Origami is Japanese art of folding paper. The word origami is made up of two Japanese words: ori, meaning to fold, and kami, meaning paper. Now, Origami has become very much popular and is spread to North America, Europe and other places around the world.
Usually, origami paper comes in a set of different colored thin squared papers and can be easily folded, but sometimes they also can be rectangular shaped paper. Origami can also be made from wrapping paper, old magazines, candy wrappers, wallpaper and others. The art is performed only by folding paper. There is no cutting or gluing done strictly.
Basic Origami Folds.
Valley Fold

Fold the paper toward oneself. Arrow shows where to fold the piece of paper to. (Symbol: dashed line)
Mountain Fold.

Fold the paper away from oneself. (Symbol: alternate dashed and dotted line)
Petal Fold.

Lifts a point and bring bring it up so that the edges lie together
Rabbit Ear Fold

Prefold the three valley folds and then fold the two sides down to the baseline. Fold the top to one side and make mountain fold.
Squash Fold.

Prefold along the valley and mountain fold.

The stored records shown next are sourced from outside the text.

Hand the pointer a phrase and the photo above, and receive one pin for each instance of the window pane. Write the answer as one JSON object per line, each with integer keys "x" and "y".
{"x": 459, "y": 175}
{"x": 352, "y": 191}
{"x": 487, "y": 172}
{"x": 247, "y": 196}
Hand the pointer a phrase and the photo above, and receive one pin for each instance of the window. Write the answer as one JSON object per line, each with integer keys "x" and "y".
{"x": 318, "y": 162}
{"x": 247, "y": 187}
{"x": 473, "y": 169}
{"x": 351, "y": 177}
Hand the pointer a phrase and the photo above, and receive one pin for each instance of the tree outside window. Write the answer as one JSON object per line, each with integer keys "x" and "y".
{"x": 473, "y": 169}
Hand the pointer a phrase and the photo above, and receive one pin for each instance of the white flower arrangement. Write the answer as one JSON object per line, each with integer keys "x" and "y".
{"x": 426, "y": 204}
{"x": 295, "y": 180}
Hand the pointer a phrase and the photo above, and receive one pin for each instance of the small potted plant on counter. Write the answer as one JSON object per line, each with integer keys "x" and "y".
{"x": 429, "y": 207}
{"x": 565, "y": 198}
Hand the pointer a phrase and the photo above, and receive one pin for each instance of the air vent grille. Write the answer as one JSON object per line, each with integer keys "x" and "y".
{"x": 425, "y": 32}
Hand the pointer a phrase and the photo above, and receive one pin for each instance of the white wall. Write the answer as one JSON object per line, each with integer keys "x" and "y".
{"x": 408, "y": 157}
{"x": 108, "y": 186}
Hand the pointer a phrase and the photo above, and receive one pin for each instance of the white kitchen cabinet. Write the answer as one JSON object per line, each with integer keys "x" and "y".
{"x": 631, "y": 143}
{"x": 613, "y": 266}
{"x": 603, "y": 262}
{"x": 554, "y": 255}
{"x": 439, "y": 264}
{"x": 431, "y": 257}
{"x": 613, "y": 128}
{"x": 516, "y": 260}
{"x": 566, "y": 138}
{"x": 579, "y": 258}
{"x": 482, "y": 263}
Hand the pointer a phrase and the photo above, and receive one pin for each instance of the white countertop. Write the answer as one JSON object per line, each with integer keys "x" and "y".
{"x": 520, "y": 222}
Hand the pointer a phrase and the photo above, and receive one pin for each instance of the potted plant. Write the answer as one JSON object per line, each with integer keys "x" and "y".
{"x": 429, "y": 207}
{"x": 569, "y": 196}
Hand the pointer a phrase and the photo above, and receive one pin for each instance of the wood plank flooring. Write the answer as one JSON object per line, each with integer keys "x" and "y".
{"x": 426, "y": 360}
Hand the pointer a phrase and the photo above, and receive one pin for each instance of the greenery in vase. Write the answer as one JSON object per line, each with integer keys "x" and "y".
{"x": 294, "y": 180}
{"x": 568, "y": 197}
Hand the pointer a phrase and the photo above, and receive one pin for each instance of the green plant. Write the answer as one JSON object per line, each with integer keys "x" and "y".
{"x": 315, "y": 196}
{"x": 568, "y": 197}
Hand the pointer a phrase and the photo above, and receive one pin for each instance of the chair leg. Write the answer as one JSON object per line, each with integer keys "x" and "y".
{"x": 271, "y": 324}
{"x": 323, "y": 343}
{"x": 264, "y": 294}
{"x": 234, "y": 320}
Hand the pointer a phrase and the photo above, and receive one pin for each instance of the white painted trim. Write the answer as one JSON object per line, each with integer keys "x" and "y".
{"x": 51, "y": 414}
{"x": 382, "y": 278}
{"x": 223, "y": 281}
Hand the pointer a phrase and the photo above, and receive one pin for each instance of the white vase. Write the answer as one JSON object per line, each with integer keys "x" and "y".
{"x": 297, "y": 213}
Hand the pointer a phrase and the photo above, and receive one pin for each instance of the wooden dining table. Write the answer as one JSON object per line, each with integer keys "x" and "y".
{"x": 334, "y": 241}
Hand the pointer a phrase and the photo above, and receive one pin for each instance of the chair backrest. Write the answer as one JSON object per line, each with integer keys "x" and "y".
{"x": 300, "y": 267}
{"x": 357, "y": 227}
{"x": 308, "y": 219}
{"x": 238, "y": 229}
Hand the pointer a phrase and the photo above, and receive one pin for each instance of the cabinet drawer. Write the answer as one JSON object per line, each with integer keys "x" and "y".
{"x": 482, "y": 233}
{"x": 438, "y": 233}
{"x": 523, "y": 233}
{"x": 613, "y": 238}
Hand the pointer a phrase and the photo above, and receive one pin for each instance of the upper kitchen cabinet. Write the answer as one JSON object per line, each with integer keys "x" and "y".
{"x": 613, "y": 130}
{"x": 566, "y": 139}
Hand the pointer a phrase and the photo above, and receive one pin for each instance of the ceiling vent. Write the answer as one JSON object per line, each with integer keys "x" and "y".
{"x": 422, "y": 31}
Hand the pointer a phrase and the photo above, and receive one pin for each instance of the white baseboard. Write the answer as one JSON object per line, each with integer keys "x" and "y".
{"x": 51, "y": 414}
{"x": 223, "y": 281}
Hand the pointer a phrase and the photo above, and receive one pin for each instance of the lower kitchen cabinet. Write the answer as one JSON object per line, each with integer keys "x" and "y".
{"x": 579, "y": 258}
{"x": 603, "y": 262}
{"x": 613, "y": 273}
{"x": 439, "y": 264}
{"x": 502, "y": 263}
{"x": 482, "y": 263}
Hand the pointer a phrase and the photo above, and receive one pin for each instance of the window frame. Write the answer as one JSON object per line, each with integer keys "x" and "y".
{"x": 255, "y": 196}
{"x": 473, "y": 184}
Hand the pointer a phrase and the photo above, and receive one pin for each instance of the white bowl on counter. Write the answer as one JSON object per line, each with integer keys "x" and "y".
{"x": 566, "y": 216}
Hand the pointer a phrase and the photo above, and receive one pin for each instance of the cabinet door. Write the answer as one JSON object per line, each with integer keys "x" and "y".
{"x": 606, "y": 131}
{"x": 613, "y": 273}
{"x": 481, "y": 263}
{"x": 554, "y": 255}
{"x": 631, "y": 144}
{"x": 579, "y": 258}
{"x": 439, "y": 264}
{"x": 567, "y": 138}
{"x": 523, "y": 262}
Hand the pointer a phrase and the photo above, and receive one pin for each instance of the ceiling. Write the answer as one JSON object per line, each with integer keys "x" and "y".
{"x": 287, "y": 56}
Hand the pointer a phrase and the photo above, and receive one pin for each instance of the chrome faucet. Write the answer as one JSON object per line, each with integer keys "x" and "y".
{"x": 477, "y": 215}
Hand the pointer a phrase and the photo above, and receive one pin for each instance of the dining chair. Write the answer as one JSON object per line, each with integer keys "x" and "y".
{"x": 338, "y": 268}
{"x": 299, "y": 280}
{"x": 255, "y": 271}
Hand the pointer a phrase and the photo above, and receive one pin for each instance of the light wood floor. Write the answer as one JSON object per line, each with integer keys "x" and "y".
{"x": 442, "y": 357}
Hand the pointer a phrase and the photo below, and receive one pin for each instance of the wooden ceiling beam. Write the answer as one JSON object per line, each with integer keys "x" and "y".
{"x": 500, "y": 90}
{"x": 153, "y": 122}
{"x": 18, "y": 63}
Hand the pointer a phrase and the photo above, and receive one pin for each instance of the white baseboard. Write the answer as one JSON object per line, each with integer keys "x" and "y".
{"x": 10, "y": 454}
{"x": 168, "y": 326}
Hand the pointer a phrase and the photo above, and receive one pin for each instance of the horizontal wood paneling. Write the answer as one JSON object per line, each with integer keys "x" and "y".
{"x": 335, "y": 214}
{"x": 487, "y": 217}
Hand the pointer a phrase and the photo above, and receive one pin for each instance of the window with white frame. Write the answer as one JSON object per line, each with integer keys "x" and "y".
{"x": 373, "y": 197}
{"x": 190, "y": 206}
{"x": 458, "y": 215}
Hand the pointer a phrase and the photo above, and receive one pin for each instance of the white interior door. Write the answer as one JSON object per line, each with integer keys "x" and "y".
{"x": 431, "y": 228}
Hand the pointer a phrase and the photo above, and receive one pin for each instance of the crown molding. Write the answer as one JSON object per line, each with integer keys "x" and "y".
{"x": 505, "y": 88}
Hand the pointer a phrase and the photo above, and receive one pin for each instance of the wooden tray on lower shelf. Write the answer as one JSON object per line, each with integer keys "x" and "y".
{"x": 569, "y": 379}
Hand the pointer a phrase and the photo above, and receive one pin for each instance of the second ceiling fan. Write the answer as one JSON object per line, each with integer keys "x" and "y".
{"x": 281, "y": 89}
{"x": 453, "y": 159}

Then open it, fold one layer of paper along the valley fold and flatten the model using the mountain fold.
(Inside) Reverse Fold

Prefold sheets of paper in both directions and then open the model and bring the top point down so that mountain fold becomes a valley fold edge.
Outside Reverse Fold.

Similar to the inside reverse fold, but layers of the paper have to be wrapped around outside the point.